Thank you for your guidance!

6. Full Environment Dump

(see attached text file or paste the output of the diagnostic script)

$ ./dump_env.sh
=== OS & Kernel ===
Distributor ID: Ubuntu
Description:    Ubuntu 24.04.1 LTS
Release:        24.04
Codename:       noble
Linux 6.8.0-59-generic

=== CPU ===
…  

=== RAM ===
…  

=== Disk usage, lsblk, lspci, nvidia-smi, docker --version, nvidia-container-cli info …

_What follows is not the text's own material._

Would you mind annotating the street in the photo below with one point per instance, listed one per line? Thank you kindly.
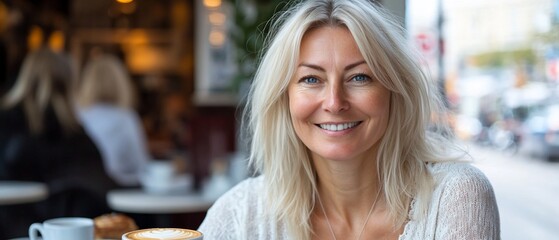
(527, 191)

=== TAO Launcher & NGC CLI ===
tao: usage: …  (no `info --verbose` subcommand)
NGC CLI 3.64.4

=== Conda Environments & Python ===
Python 3.8.20  
conda envs:  
  base, mynatek-yolo, pcn (*), pcn-env, tao_env, …

You do not need to install tao-launcher when you run docker run xxx.
That means you can ignore tao-launcher.

After you run docker run xxx, you can run command without tao model in the beginning. For example,
pose_classification train xxx

1 Like

tao inside docker making issues of installing tao for PCN

inside that container I ran the command of docker:

docker run --gpus all -it --rm \
  -v $SPECS_DIR:/workspace/specs \
  -v $RESULTS_DIR:/workspace/results \
  nvcr.io/nvidia/tao/tao-toolkit:5.5.0-pyt \
  tao model pose_classification train \
    -e /workspace/specs/experiment_pcn.yaml \
    -r /workspace/results/finetune_run \
    -k "56789087654" \
    resume_training_checkpoint_path="/workspace/results/pretrained/poseclassificationnet_vtrainable_v1.0/st-gcn_3dbp_nvidia.tlt"

but it getting issues no bash file or docker file.

even the image is up to date but still getting issues.

Please delete tao model.

Modify to below.

docker run --gpus all -it --rm \
  -v $SPECS_DIR:/workspace/specs \
  -v $RESULTS_DIR:/workspace/results \
  nvcr.io/nvidia/tao/tao-toolkit:5.5.0-pyt \
  pose_classification train \
    -e /workspace/specs/experiment_pcn.yaml \
    -r /workspace/results/finetune_run \
    -k "56789087654" \    
resume_training_checkpoint_path="/workspace/results/pretrained/poseclassificationnet_vtrainable_v1.0/st-gcn_3dbp_nvidia.tlt"

There is no update from you for a period, assuming this is not an issue anymore. Hence we are closing this topic. If need further support, please open a new one. Thanks

This topic was automatically closed 14 days after the last reply. New replies are no longer allowed.